A couple of evenings ago, Carol and I happened to be walking along the platform of the San Mateo Caltrain station on our way home. A woman sat on one of the benches, talking on her cell phone while waiting for a train.

“Tell her that you’re not going to have to talk with the D.A.,” she said in a clear, penetrating voice.

On the next bench over, another woman huddled into her jacket.

“No, tell her that the D.A. isn’t going to press charges,” she said, louder this time. “Just tell her that, OK?”

We walked by. In a low voice, I said, “That’s not the kind of conversation I’d want to have in public.” Carol chuckled.

Springtime

I had to talk with someone in New England, who happened to mention all the snow on the ground there. I told them that here in the Bay area, we’ve been having warm days, with temperatures in the 60s. I did not tell them that as I was driving to work yesterday, I noticed that new green leaves are appearing on some of the deciduous trees; that for the last few days the evening air has been filled with the scent of flowers; that on Sunday I stood and watched a gorgeous male Anna’s Hummingbird (Calypte anna) in fresh bright plumage feeding at the hummingbird feeder hanging near my office.

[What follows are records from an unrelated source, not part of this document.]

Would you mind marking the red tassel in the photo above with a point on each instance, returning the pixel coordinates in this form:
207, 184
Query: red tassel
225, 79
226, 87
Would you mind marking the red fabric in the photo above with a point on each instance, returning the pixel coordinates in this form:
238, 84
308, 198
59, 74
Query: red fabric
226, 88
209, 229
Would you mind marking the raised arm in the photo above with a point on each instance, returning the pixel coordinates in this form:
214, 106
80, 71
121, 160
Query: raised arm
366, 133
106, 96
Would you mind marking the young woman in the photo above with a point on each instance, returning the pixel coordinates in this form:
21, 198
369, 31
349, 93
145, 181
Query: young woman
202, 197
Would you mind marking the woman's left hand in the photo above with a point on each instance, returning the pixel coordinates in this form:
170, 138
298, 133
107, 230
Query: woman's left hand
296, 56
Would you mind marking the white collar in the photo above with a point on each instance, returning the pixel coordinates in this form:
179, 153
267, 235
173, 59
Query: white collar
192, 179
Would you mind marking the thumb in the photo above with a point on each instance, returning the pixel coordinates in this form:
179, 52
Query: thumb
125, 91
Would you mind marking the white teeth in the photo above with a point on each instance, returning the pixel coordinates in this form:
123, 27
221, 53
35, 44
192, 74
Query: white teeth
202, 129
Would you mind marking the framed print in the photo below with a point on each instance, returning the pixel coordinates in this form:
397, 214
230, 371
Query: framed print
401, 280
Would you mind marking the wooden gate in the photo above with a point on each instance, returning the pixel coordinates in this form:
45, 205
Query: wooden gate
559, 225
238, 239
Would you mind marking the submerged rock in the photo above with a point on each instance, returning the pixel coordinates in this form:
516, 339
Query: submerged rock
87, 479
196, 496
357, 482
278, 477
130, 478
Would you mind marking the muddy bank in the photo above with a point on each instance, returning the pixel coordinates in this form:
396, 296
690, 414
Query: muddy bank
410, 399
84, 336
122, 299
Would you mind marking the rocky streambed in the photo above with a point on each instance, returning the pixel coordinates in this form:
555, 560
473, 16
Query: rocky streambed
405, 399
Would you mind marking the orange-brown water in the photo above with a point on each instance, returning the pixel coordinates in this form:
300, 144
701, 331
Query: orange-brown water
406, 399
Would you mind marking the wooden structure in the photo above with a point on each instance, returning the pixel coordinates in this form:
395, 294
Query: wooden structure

Tibetan Monks, closing ceremony

The Tibetan Buddhist monks spent their final morning at the Palo Alto church. In addition to completing the sand mandala, they chanted for ten minutes in each worship service. As beautiful as the sand mandala was, I enjoyed the chanting the most: something about the low notes they managed to produce with their throat-singing, or more properly overtone singing, really got to me.

And of course they destroyed the sand mandala in a closing ceremony. They chanted for a good twenty minutes, and then one of them walked around the table and then drew his hand radially out from the center across the design in each quadrant and then again between each of those places. Then another monk came and swept the sand into the center; he used an ordinary four inch paint brush, which I thought was a nice touch; the best religious ceremonies mix the sublime with the ordinary.

The closing ceremony, just before the monks destroyed the mandala.

After the ceremony was over, I was talking with someone who said that twenty minutes of their chanting was plenty for her; but I said I disagreed, and could easily have listened for another hour.

An anecdote

Every Monday night, I sing with a group of people over in Berkeley. We always take a break halfway through the evening, and tonight two of the singers told us how they got held up at gunpoint in front of their house, at 5 in the afternoon, in a good neighborhood in Oakland. They were unharmed, but both of them were quite shaken by the experience. They said that the police told them that the continuing recession has made crime worse.